Three simple rules follow from this:

the public repository contains only what is not embarrassing to put;
raw experiments live separately;
I also do not maintain a separate public dev-branch for half-finished hypotheses;
version 0.1.0 here means beta, and not an attempt to pretend that everything is already finished.

This approach seems to me more honest both in relation to the user and in relation to the project itself.

🧭 What happens next

The immediate task is very specific: to improve the quality of local recognition to a state in which mixed speech and complex words will no longer be a systemic problem.

And the next step after this is to upload the mobile script to the same repository so that the project has not only a desktop part, but also a mobile layer associated with it.

Final: what I got at the end

In practice, I received not a “voice toy”, but a working layer of everyday routine:

global key instead of a separate interface;
local main circuit;
almost zero operating cost;
normal insertion into the current work context;
an honest beta that can already be installed and used.

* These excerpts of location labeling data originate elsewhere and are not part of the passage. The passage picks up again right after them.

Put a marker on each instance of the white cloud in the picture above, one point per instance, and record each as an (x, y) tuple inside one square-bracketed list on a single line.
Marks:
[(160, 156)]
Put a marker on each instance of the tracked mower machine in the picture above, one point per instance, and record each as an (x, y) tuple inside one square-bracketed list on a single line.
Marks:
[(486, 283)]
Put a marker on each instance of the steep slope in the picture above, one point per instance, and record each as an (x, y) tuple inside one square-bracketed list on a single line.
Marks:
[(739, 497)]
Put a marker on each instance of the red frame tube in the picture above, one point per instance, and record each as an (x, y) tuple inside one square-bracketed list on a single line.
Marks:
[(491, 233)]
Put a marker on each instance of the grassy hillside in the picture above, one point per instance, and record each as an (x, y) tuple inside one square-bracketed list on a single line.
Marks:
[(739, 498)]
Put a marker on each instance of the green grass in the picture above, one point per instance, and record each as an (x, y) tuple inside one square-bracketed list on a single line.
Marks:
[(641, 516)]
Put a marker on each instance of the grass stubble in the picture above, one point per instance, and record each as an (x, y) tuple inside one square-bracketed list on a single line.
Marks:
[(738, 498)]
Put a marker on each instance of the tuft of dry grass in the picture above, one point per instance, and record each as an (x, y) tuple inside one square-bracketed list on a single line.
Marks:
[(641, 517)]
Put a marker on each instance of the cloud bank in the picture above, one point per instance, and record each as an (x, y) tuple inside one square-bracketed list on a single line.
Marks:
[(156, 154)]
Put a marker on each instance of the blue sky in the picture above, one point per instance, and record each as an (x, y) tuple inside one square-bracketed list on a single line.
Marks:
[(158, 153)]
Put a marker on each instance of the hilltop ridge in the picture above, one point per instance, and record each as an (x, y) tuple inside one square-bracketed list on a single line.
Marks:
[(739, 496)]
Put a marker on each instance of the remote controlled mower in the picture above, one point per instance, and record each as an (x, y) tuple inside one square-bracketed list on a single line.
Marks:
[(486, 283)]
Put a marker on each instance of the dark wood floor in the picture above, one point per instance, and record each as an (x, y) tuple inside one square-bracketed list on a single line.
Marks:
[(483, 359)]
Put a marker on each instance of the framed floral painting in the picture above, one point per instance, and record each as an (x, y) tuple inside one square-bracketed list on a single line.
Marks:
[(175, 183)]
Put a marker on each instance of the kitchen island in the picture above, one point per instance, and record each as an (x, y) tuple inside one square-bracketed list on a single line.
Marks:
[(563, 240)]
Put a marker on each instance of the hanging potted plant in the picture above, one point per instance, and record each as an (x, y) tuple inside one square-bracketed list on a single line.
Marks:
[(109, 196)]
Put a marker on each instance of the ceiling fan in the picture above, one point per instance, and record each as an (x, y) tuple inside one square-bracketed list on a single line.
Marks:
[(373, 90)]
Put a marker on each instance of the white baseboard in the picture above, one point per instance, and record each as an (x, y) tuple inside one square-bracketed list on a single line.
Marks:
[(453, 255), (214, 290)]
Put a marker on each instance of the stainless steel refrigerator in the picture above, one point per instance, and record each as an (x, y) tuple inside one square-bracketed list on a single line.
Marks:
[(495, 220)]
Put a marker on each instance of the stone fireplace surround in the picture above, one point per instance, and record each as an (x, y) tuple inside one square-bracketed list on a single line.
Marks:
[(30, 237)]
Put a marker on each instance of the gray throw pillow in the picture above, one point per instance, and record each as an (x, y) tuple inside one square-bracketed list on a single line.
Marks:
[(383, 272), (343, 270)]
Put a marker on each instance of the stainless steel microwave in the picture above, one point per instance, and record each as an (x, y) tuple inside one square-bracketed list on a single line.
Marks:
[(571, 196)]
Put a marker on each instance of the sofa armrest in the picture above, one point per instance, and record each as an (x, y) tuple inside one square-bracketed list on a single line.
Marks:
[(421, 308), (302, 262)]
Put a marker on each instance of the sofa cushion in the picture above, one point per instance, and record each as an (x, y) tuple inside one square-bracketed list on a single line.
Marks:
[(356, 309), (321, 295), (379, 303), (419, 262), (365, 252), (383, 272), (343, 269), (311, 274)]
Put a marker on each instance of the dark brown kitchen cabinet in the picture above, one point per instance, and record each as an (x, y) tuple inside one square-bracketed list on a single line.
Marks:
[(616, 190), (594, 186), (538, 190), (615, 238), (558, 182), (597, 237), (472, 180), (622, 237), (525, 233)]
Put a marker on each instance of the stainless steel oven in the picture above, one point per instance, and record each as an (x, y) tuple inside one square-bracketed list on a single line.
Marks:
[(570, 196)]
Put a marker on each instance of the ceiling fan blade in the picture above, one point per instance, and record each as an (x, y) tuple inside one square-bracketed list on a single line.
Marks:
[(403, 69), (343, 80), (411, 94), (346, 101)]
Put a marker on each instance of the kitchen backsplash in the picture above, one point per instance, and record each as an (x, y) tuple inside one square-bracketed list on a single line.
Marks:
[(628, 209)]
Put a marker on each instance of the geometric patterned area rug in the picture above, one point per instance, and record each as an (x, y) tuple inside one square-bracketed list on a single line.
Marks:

And the most important thing here is not even in the specific technology, but in the approach itself.

I wasn't trying to make "smart dictation" in the abstract. I tried to remove a specific friction from everyday work. That is why the project even had a chance to become useful.

If you're a macOS user and this type of scenario appeals to you, you can simply check out the current beta here: project repository.

If you try it and then find time for a few words of feedback, I will be grateful for it. At this stage of the project, live user scenarios are worth much more than any theoretical speculation about what the tool “should be.”